The title *Étrennes pour 1867* hints this is a joke about a train accident in 1867—Daumier used humor to criticize unsafe railways.

This sketch shows a lumpy, exaggerated figure in a fancy coat and hat, holding a spear and standing on a train track. Behind him, a train is crashing into a hill labeled "67." The scene is messy, with rough lines and no smooth shading.

The title *Étrennes pour 1867* hints this is a joke about a train accident in 1867—Daumier used humor to criticize unsafe railways.

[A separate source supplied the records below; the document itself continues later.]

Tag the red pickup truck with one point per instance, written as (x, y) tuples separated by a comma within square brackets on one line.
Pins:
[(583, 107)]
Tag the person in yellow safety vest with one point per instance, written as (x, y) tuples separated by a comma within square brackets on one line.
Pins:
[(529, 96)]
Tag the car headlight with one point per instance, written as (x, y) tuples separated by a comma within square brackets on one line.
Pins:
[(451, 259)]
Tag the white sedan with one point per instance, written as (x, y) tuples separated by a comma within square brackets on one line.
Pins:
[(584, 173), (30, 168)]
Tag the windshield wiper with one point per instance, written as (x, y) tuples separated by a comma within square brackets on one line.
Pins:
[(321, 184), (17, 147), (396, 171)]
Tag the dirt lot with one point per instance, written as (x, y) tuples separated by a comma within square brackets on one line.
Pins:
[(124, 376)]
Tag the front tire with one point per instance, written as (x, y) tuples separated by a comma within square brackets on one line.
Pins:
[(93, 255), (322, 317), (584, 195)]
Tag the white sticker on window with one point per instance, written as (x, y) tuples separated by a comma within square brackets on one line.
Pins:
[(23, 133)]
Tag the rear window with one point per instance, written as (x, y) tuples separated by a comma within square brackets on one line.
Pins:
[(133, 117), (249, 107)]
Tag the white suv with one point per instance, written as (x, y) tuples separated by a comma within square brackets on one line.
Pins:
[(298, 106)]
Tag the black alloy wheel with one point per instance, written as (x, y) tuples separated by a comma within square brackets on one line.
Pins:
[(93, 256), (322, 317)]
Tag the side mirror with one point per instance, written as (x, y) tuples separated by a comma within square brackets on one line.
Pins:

Next, look up lithography to see how artists like Daumier made sharp, quick sketches like this.

Overview

Étrennes pour 1867 is a lithographic print executed by Honoré Daumier in 1866. The image presents a grotesquely proportioned figure in an ornate coat and hat, brandishing a spear while perched on railway tracks. A locomotive is shown colliding with a hill marked “67,” suggesting a disastrous train crash. The composition is rendered with loose, sketch‑like lines and lacks refined shading, emphasizing its satirical intent.

Subject & Meaning

The work caricatures the reckless expansion of railway travel in mid‑nineteenth‑century France, lampooning both the technological optimism and the hazards it produced. By exaggerating the rider’s physique and placing him in a precarious position, Daumier mocks the hubris of those who championed rapid industrial progress without regard for safety, turning a contemporary accident into a broader critique of societal negligence.

Technique & Style

Created through lithography, the print exploits the medium’s capacity for swift, direct drawing on stone. Daumier’s hand‑drawn lines remain bold and uneven, preserving the immediacy of a sketch. The absence of tonal gradations and the reliance on stark contour work highlight the artist’s preference for rapid, expressive execution, a hallmark of his satirical prints for popular journals.

History & Provenance

Although completed in 1866, the piece was titled to reference a railway disaster that occurred in 1867, aligning it with Daumier’s habit of responding promptly to current events. The print circulated among the same audiences that followed his contributions to periodicals such as La Caricature and Le Charivari, reinforcing his reputation as a commentator on contemporary French life.

Context

Daumée’s lithograph belongs to a larger body of work that scrutinized the political and social upheavals of the Second French Empire and the early Third Republic. By targeting the railway—a symbol of modernity and state ambition—he linked technological advancement to the broader inequities and anxieties that characterized France’s rapid transformation during the 1860s.

Artist & collection

Portrait of Honoré Daumier

Artist

Honoré Daumier

Honoré-Victorin Daumier was a French painter, sculptor, and printmaker, whose many works offer commentary on the social and political life in France, from the Revolution of 1830 to the fall of the Second French Empire in 1870.

This work is in the public domain (CC0). Image source: National Gallery of Art open access. Spotted an error in this record? Tell us.